Harper slowed her down. “Angry?” The Captain was a hero, wasn’t he? La Marquesa had shouted at the doctors, had told them it was disgusting that a hero should live in such a place and tomorrow La Marquesa was sending a carriage that was to take Sharpe to a house outside the town, a house fey the river, and the best of it was, and here Isabella jumped up and down beside her huge Irishman, clutching at his jacket in her excitement, that the aristocrat had talked to her, Isabella! She and Harper were to go with the Captain. They would have servants, cooks, and Isabella twirled in the cloister and said that La Marquesa had been kind to her, grateful to her, and by the way the Captain was feeling better.

Harper grinned because of her infectious delight. “Say that all again.”

She said it again, and this time she wanted to know where he had been. He had missed La Marquesa, the most gracious person Isabella had ever met, a Queen! Well, almost a Queen, and Harper missed her, and tomorrow they were all moving to a house by the river and they were to have servants! And by the way the Captain is much better.

“What do you mean, better?”

“I changed the bandage, si?
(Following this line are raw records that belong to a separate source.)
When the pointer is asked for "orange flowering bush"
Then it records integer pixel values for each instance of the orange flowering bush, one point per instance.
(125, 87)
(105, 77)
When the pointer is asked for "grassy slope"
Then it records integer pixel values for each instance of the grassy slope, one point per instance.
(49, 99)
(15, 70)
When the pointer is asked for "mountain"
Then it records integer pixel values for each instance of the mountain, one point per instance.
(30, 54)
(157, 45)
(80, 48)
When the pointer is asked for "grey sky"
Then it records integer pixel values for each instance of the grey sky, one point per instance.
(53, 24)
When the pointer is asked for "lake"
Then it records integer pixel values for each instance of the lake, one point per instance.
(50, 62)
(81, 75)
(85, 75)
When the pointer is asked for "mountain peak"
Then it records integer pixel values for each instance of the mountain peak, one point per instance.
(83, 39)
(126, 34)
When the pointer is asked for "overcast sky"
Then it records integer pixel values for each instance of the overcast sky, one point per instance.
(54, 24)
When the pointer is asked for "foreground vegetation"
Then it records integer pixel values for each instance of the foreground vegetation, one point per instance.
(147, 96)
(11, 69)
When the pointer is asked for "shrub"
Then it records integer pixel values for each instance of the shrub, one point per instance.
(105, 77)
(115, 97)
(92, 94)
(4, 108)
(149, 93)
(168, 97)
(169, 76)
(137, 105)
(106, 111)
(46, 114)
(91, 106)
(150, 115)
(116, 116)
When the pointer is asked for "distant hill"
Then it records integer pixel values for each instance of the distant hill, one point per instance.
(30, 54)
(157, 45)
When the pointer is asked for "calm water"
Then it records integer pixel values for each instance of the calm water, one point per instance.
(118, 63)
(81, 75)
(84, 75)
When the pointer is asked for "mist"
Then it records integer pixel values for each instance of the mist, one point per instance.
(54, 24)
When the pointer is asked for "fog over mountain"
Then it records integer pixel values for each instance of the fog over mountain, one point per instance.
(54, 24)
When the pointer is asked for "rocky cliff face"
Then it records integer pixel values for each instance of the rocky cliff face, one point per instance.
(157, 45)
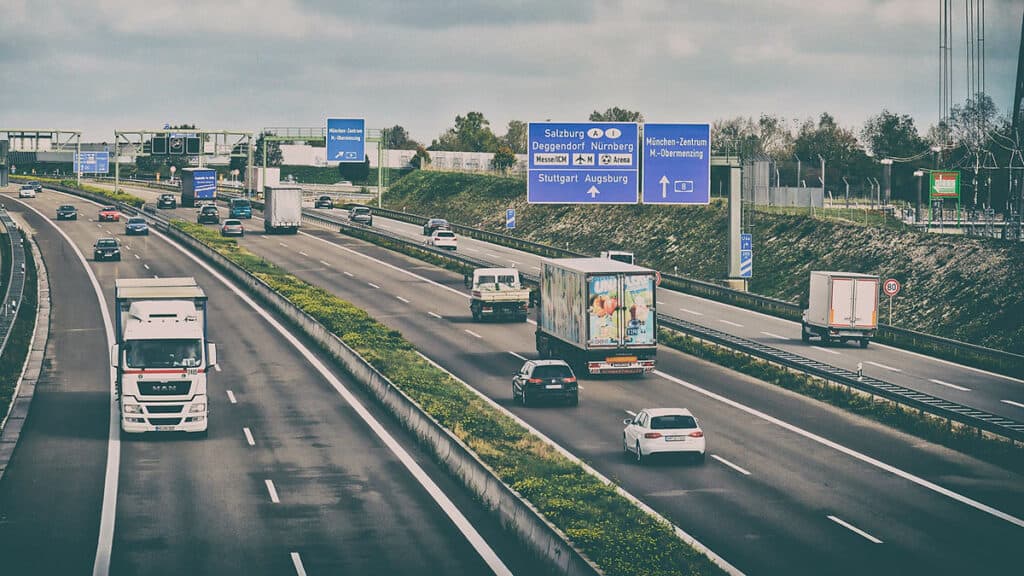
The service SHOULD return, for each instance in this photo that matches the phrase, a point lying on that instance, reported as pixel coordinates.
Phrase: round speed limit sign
(891, 287)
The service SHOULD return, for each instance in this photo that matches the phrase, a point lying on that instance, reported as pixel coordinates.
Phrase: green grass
(620, 537)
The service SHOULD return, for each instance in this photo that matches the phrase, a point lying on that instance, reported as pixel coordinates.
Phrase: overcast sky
(97, 66)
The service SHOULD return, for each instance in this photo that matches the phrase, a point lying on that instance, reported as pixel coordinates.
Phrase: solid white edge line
(682, 534)
(104, 543)
(947, 384)
(448, 506)
(739, 469)
(848, 451)
(854, 529)
(272, 491)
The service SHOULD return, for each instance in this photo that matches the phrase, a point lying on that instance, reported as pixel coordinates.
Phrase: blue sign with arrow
(677, 163)
(346, 139)
(586, 163)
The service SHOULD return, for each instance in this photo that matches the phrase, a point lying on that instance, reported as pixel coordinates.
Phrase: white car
(660, 430)
(443, 239)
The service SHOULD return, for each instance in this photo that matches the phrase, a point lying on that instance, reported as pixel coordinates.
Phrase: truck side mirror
(211, 355)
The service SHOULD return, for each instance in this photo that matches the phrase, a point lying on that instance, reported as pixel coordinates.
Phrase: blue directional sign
(587, 163)
(676, 163)
(346, 139)
(92, 163)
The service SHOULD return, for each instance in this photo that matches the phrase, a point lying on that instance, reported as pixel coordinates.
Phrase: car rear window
(552, 372)
(672, 421)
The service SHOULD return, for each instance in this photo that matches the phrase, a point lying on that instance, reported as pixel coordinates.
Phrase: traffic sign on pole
(676, 163)
(346, 139)
(586, 163)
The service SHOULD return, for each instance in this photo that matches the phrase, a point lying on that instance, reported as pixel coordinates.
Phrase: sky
(97, 66)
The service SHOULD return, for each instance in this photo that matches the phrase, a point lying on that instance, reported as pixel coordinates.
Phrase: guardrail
(926, 403)
(15, 282)
(957, 351)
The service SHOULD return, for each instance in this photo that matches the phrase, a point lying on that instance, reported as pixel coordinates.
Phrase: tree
(470, 133)
(397, 138)
(504, 159)
(421, 158)
(892, 135)
(516, 135)
(615, 115)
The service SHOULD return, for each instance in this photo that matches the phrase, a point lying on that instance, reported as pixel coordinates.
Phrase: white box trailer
(842, 306)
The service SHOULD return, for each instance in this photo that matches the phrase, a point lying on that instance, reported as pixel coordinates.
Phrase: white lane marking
(272, 491)
(944, 383)
(848, 451)
(101, 564)
(445, 503)
(739, 469)
(854, 529)
(883, 366)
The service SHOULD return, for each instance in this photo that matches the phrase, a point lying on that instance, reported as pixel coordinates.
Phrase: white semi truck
(162, 355)
(498, 292)
(282, 208)
(598, 315)
(842, 306)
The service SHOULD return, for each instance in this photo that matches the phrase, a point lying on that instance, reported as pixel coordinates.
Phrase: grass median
(615, 534)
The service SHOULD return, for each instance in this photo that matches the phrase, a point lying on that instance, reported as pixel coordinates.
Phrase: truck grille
(176, 387)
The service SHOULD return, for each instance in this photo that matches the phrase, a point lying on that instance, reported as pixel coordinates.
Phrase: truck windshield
(163, 354)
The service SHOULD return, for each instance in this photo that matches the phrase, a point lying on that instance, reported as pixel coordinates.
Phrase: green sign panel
(944, 184)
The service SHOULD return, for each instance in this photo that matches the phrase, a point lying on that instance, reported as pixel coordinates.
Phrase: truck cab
(162, 355)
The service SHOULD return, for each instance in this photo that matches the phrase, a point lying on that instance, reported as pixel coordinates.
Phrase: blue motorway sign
(92, 162)
(586, 163)
(346, 139)
(676, 163)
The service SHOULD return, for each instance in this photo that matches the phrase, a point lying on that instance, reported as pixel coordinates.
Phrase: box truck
(842, 306)
(162, 355)
(198, 184)
(282, 208)
(598, 315)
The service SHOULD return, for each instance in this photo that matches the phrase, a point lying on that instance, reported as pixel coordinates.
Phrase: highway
(791, 486)
(292, 479)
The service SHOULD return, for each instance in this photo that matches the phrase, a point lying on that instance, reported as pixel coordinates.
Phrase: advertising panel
(603, 316)
(638, 293)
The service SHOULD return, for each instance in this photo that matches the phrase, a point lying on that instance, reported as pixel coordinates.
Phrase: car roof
(667, 411)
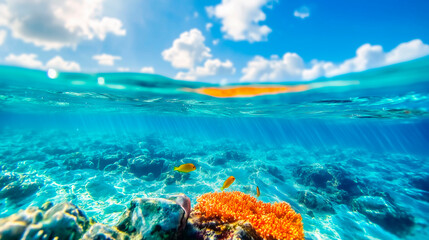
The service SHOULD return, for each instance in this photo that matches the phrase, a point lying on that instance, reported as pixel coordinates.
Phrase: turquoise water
(349, 153)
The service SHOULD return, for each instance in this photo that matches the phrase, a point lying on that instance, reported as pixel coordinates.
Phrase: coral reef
(62, 221)
(271, 221)
(335, 183)
(147, 218)
(155, 218)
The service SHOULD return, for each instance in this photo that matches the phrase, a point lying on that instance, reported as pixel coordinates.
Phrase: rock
(57, 150)
(6, 178)
(98, 188)
(314, 201)
(185, 202)
(421, 182)
(274, 171)
(106, 160)
(14, 226)
(175, 177)
(333, 181)
(235, 156)
(385, 213)
(18, 187)
(154, 218)
(200, 229)
(111, 167)
(64, 220)
(217, 160)
(102, 232)
(143, 166)
(77, 161)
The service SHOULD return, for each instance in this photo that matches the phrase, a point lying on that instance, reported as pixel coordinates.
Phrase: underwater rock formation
(144, 166)
(160, 218)
(16, 187)
(315, 201)
(62, 221)
(270, 221)
(200, 229)
(147, 218)
(389, 216)
(336, 184)
(102, 232)
(155, 218)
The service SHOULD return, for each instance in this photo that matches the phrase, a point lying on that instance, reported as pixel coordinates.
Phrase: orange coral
(271, 221)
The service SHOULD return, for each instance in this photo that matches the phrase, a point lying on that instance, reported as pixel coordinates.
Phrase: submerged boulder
(199, 228)
(62, 221)
(315, 201)
(144, 166)
(100, 231)
(155, 218)
(385, 213)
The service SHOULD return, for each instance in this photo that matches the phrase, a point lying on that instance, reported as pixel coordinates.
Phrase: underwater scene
(345, 157)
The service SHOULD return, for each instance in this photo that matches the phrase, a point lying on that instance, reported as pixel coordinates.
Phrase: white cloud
(123, 69)
(54, 24)
(407, 51)
(106, 59)
(187, 50)
(59, 63)
(240, 19)
(24, 60)
(291, 67)
(147, 70)
(288, 67)
(3, 34)
(211, 67)
(30, 61)
(302, 12)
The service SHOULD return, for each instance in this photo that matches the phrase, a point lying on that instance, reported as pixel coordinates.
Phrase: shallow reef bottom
(214, 217)
(339, 192)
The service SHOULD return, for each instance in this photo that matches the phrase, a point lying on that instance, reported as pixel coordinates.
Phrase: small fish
(227, 183)
(188, 167)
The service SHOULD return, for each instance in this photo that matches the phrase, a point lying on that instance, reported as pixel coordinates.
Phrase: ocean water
(349, 153)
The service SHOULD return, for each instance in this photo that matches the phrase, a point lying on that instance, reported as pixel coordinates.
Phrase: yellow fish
(227, 183)
(188, 167)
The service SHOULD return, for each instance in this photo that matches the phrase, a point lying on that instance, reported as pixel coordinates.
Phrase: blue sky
(216, 41)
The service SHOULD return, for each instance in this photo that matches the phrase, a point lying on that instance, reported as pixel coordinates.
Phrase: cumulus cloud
(53, 24)
(59, 63)
(188, 50)
(147, 70)
(106, 59)
(302, 12)
(240, 19)
(209, 26)
(123, 69)
(24, 60)
(211, 67)
(31, 61)
(291, 66)
(2, 36)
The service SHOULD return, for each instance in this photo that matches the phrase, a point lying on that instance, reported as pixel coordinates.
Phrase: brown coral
(271, 221)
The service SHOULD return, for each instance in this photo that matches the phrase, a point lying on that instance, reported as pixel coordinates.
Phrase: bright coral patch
(271, 221)
(249, 91)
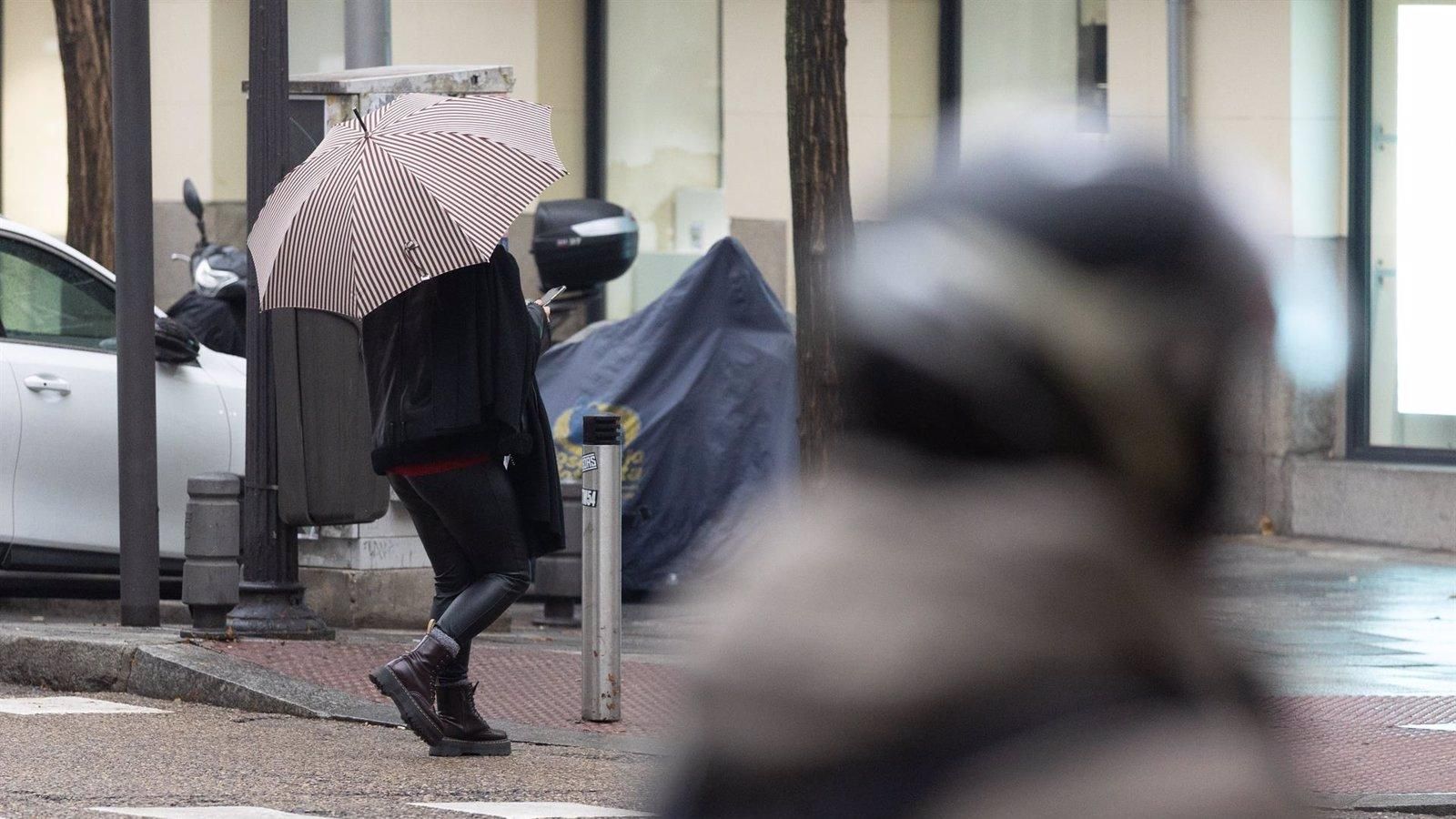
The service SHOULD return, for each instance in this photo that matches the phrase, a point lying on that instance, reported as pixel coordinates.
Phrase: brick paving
(533, 687)
(1356, 745)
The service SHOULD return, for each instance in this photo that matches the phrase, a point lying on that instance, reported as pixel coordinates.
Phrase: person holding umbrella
(398, 219)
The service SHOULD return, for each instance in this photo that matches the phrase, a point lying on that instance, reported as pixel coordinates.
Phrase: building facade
(1290, 106)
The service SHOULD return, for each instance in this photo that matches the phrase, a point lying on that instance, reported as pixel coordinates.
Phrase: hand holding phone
(551, 295)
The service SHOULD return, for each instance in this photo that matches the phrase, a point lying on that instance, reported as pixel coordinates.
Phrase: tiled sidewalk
(536, 687)
(1356, 642)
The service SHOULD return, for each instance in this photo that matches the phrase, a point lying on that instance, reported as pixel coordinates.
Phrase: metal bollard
(211, 571)
(602, 570)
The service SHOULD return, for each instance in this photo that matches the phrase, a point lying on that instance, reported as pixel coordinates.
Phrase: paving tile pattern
(1354, 745)
(524, 685)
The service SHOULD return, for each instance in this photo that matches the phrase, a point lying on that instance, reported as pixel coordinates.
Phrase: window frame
(1359, 263)
(75, 264)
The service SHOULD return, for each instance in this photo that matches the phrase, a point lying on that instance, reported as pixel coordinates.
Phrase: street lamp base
(276, 611)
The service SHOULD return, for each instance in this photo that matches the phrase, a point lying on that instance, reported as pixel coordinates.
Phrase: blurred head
(1057, 307)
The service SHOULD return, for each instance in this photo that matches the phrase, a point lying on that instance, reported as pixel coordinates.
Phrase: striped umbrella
(420, 187)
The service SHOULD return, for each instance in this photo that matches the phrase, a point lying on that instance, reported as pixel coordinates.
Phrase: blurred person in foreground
(989, 606)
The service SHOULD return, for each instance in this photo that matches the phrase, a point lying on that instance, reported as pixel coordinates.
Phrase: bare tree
(84, 28)
(823, 222)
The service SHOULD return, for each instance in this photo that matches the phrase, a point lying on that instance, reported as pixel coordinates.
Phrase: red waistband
(431, 467)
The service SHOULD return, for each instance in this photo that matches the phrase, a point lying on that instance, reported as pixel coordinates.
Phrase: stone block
(210, 581)
(1383, 503)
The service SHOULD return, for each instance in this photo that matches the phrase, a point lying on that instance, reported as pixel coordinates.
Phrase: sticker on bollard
(602, 571)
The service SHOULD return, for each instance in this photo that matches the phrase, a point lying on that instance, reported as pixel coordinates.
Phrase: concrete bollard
(211, 571)
(602, 570)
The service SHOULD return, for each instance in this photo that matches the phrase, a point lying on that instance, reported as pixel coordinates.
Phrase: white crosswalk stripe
(31, 705)
(211, 812)
(531, 809)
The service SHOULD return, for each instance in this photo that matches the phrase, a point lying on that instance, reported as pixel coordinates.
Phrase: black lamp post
(136, 339)
(269, 596)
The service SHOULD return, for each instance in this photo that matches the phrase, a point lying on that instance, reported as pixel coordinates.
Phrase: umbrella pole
(269, 596)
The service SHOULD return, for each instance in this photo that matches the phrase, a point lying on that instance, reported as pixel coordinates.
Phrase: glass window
(1411, 268)
(48, 299)
(664, 137)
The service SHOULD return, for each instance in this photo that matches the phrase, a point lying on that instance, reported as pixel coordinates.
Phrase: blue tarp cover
(703, 379)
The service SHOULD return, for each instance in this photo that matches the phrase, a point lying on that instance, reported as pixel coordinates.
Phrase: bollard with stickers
(602, 569)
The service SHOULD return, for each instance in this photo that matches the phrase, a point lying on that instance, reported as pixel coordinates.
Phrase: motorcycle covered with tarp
(703, 380)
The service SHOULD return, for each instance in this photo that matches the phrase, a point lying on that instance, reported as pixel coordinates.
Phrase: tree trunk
(823, 222)
(84, 28)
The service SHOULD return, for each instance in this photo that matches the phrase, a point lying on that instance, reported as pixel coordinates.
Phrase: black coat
(451, 373)
(218, 324)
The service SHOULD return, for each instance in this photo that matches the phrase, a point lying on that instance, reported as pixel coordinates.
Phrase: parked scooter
(216, 309)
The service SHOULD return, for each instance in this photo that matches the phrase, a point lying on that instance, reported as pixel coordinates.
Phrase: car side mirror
(175, 343)
(194, 203)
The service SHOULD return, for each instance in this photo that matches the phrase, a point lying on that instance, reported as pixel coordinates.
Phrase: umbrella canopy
(420, 187)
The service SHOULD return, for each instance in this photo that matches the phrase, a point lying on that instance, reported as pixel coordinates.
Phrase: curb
(1421, 804)
(157, 663)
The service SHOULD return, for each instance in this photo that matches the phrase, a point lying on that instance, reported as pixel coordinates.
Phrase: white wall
(34, 118)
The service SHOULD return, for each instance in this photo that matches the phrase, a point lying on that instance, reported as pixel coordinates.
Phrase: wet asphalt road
(197, 755)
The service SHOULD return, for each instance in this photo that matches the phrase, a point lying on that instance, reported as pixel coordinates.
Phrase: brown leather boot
(466, 732)
(410, 681)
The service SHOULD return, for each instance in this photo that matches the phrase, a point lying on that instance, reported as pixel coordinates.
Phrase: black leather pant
(472, 532)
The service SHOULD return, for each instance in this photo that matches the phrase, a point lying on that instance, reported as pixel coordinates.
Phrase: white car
(58, 414)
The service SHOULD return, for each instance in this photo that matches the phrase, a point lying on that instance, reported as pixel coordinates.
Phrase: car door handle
(48, 383)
She was here! I thought she might visit us. She visit everyone. So I change the bandage and no muck? Patrick! No muck!”

“No pus?”

“No nothing. No muck, no blood.”

“Where is he now?”

She opened her eyes wide because her tale was dramatic. “He sit up in bed, si? Up! He very happy that La Marquesa see him!.” She punched Harper. “And you do not see her! Four horses! And your friend was here.”